ANGIOGRAPHIC CONTRAST-INDUCED VASCULAR AND RENAL TOXICITY A NANOMEDICAL APPROACH
Tadeusz Malinski, Ph.D., Ohio University, Athens, Ohio, USA
Background: Use of contrast media (CM) in angiography creates a paradoxical dilemma. Adsorption of CM molecules on endothelial cells is necessary to produce an x-ray image of the vasculature, but the adsorption process itself may contribute to cell dysfunction and serious vascular and renal damage. The molecular mechanism of CM induced toxicity is unknown. We hypothesized that CM toxicity can be due to an induced dysfunction of endothelial nitric oxide synthase (eNOS), low levels of cytoprotective NO and high levels of cytotoxic O2- and ONOO-
Methods and Results: A nanomedical approach, utilizing nanosensors (diameter of 150-250nm), was used to monitor the collision/adsorption of contrast molecules (iodixanol and iohexol) with cells and to measure the concentrations of NO, O2-, and ONOO-. Measurements were made at different concentrations of CM and at different incubation times with cellular models of different diseases: diabetes, hypertension and hypercholesterolemia. A ratio of concentrations [NO]/[ONOO-] was used to indicate the level of nitroxidative stress. Initially, the collision/adsorption of CM stimulated NO and ONOO-, peaking at about 400nM NO and 170nM ONOO- and a [NO]/[ONOO-] ratio of about 2.5. The maximal capacity of NO production decreased and ONOO- increased rapidly with time and [NO]/[ONOO-] reached about 0.8 after 2 hours. The decrease in [NO]/[ONOO-] directly correlates with increased incubation time, eNOS uncoupling, dysfunctional endothelium and CM concentration. An elevated glucose, angiotensin II or LDL decreased the [NO]/[ONOO-] ratio. This effect was additive to that observed for CM alone.
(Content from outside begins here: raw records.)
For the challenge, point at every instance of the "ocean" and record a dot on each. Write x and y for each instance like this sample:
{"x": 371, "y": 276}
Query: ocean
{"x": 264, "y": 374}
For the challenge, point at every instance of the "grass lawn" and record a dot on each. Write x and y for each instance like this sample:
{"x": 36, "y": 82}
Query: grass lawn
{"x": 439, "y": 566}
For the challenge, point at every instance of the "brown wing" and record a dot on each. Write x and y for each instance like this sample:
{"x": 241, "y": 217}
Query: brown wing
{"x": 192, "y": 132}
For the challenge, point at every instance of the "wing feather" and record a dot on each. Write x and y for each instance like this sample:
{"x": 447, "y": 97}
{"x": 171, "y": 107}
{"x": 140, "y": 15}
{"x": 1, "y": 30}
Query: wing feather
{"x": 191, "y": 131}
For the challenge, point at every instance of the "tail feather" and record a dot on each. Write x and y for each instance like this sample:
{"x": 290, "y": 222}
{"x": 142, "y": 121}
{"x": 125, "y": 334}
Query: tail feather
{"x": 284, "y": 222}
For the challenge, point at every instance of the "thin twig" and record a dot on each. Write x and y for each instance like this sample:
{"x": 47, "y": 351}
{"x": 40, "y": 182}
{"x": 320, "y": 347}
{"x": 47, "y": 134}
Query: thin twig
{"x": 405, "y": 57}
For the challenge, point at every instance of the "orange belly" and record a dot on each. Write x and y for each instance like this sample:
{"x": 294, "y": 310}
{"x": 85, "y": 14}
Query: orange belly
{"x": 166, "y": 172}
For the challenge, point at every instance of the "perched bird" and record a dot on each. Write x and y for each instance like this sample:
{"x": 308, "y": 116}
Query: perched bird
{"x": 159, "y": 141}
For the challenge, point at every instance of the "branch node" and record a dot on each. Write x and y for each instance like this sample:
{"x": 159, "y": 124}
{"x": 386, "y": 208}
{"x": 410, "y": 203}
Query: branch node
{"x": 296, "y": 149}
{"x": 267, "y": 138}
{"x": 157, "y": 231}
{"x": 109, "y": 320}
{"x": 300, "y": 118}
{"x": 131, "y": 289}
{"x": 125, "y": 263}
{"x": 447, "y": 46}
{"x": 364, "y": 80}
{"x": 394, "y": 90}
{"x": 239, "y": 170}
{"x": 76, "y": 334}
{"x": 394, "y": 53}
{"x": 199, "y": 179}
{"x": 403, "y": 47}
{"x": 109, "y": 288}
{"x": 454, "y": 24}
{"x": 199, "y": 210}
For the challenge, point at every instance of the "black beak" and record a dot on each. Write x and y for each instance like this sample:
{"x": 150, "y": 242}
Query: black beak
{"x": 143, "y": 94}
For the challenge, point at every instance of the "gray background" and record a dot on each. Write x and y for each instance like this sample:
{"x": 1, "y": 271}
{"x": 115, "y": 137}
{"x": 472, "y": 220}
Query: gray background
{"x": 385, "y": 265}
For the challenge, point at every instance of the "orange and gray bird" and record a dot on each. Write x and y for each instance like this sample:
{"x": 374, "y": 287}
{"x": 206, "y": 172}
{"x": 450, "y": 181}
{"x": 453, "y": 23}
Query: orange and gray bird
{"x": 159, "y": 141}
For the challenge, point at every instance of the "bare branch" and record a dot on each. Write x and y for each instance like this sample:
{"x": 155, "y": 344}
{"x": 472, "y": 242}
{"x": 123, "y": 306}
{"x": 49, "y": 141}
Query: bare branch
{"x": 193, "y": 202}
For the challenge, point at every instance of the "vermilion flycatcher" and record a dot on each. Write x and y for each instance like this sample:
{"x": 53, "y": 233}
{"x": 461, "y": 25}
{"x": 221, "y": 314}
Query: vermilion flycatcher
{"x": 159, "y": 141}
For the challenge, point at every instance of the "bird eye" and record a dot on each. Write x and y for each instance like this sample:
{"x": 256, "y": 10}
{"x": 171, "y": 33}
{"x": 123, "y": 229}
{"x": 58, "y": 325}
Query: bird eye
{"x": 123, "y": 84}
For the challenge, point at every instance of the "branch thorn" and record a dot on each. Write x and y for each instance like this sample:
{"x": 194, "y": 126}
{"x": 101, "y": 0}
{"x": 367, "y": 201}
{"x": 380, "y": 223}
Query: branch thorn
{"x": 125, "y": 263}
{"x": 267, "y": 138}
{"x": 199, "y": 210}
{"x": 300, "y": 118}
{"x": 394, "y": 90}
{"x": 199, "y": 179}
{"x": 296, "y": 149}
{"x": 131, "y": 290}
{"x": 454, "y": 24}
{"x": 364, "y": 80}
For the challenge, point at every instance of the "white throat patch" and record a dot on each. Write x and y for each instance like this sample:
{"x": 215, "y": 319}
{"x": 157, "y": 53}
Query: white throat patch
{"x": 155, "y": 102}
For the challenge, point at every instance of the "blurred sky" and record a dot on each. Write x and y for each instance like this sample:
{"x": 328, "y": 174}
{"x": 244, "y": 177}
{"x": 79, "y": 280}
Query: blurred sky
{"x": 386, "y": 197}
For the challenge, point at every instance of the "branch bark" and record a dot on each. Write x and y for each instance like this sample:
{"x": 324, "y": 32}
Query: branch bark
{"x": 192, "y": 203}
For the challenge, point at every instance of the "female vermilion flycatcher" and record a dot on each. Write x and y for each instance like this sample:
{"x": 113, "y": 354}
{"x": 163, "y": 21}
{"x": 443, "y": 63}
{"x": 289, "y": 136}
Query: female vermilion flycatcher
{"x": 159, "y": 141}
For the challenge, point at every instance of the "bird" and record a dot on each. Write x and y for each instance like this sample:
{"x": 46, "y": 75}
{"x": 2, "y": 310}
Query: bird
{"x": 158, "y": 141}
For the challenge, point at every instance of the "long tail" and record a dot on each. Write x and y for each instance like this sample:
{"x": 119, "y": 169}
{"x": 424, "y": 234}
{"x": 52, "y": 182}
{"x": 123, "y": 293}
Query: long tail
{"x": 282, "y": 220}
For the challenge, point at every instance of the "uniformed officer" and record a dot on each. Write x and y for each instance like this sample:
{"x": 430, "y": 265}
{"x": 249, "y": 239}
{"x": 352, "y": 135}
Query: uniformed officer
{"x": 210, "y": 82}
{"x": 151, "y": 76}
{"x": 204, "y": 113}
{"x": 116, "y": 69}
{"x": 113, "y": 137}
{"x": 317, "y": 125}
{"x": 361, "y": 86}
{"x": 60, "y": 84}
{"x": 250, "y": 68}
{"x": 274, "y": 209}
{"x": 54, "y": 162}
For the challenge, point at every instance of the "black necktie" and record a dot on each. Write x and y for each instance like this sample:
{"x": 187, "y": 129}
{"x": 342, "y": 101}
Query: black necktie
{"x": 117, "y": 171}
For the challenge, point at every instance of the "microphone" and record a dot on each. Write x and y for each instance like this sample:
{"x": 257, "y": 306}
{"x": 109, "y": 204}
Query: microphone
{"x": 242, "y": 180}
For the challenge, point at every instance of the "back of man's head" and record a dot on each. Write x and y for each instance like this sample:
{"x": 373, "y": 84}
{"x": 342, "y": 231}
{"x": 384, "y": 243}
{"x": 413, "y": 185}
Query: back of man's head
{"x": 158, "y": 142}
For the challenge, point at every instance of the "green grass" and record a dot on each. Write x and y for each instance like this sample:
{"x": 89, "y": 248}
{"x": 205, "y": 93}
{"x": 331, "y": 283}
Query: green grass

Conclusions: CM can hinder cytoprotective NO and increase cytotoxic O2- and ONOO-. It may also diminish the overall function of the vascular and renal system. The negative effect of CM increased in diabetes, hypertension and hypercholesterolemia, but can be mollified by preserving/restoring eNOS function with antioxidants or scavengers of ONOO- and O2- and/or increasing bioavailable NO.